# quam conferre vobis placebit



## Xiahou

Hi, 

  Below is a sentence from "Pliny endows a school" in the reading materials of Wheelock's latin.

  "Atque ego, qui nondum liberos habeo, pro re publica nostra quasi pro parente tertiam partem* eius* pecuniae dabo *quam conferre vobis placebit*."

  My interpretation: "And I, who have no children yet, for our republic as well as for the parent, will donate one-third of *his *money that all of you are willing to collect (or contribute)."

  But I'm not sure if it is right since it seems to be out of place with the context according to my interpretation. Would be appreciated if anyone can help me check and clarify. 

Thanks in advance!


----------



## endautresmots

Hi Xiahou, I think most translations says "one-third of *that  *money", not "*his* money"/ of whatever sum they consider necessary.


----------



## Xiahou

Thanks! endautresmots


----------



## Scholiast

Salvete Xiahou necnon alii amici



Xiahou said:


> ...*eius* pecuniae dabo *quam conferre vobis placebit*.



This is not to disagree, rather to clarify, what endautresmots said. This is an instance of the Latin correlative use of _is...qui_, "that...which/who...", so here "...of that money, which it will be a pleasure to bestow on you".
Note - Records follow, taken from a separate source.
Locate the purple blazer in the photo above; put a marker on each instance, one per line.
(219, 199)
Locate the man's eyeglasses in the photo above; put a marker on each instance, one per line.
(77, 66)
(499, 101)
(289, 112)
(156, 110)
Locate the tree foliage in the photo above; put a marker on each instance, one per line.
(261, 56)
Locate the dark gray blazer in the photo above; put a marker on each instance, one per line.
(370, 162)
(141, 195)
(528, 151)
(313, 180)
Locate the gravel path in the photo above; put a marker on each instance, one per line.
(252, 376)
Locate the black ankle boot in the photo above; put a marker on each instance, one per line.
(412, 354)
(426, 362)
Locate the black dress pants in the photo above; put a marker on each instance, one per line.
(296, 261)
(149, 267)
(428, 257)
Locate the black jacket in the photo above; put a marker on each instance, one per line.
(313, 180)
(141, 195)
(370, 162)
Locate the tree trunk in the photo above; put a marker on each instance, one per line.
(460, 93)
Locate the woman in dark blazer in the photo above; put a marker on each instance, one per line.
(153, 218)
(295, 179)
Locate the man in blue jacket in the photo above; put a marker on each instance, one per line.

Generally speaking, I am an admirer (and for teaching purposes, a user) of Wheelock, but I do find some of his own composed Latin sentences rather clumsy and unidiomatic, and this is one.

Σ


----------



## fdb

Pliny's original is better, of course:

"Atque adeo ego, qui nondum liberos habeo, paratus sum pro re publica nostra, quasi pro filia vel parente, tertiam partem *eius quod* conferre vobis placebit dare."


----------



## Xiahou

scholiast & fdb, thank you both for the explanation. Pliny's original one seems better for me to understand.


----------



## Scholiast

fdb (#5)

Quite right. Merci. Pline naturellement,

L


----------



## Chrissyxiangxuan

Xiahou said:


> scholiast & fdb, thank you both for the explanation. Pliny's original one seems better for me to understand.


Hi,Xiahou! I found a English translation of this original passage.hope this will be helpful
“I have no children of my own, but still, in the interest of the State, which I may consider as my child or my parent, I am prepared to contribute a third part of the amount which you may decide to club together.”


----------